CoreAudio clock drifting from main thread? Callback consuming audio samples faster than main thread outputs samples

I'm trying to use the CoreAudio api to setup sound playback. I'm not using any of the fancy stuff like AudioUnits or AudioQueues. I just get a handle to the audio device id, and setup a callback to write audio.


My understanding is that this callback gets called periodically whenever it needs more audio by the OS on a separate thread. My main thread writes the audio samples to a non-locking ring buffer (using OSAtomic.h for atomic operations), which the callback then reads from to write it's samples.
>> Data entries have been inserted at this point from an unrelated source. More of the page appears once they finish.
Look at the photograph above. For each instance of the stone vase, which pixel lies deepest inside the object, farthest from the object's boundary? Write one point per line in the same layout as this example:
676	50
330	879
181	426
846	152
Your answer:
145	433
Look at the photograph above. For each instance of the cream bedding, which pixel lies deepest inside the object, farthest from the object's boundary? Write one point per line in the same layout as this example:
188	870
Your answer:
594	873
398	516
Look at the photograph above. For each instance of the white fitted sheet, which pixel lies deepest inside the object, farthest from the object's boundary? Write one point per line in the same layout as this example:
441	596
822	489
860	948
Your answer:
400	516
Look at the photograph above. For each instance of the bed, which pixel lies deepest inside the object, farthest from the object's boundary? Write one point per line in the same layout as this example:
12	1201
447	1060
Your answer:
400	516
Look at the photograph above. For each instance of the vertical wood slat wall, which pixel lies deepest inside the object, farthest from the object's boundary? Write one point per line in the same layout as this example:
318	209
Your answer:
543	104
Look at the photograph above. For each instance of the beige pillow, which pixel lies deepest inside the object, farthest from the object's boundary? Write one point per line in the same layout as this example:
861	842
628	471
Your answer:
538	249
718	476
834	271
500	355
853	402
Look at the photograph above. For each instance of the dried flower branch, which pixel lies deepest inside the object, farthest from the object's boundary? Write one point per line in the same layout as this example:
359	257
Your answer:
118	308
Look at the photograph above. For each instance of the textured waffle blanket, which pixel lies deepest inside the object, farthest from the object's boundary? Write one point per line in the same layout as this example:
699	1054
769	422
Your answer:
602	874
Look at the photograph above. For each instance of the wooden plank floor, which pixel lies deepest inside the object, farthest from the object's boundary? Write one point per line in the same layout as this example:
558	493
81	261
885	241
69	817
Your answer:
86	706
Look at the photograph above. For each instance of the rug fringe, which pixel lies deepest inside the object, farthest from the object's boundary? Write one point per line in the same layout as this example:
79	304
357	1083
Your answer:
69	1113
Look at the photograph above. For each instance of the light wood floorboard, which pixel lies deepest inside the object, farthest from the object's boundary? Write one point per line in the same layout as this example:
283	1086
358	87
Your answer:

The problem I am running into is that when my program starts there might be, let's say 2000 samples in the ring buffer, but over time it slowly (~30 seconds) dwindles to 0 and I get audio skips because there is nothing for the callback thread to read. It seems like the callback thread is reading samples faster then the main thread is writing them. Is that likely the case? It seems unlikely to me. I would think that the number of samples in the ring buffer might oscillate over time, but not steadily decrease.


To clarify, I am targeting OSX and writing in Objective C.


I'm at a loss as to what to do. I would really appreciate any help, I'm fairly new to this type of programming but have been enjoying it. I'm not sure if there is something obvious that maybe I just am not considering. If anyone has any ideas on things for me to try I'm all ears.

Replies

To be clear, when I refer to main thread, I am talking about my application loop, which is being called by the CVDisplayLink callback, which for me is called 60 times a second. I have set an assertion to stop the program if I miss a frame, so I can confirm it's not missed frames causing this issue.


However, maybe it is possible that the CVDisplaylink callback isn't being called at exactly 60 times a second (maybe a bit less), and that this is because the clocks used for this and sound are slightly off?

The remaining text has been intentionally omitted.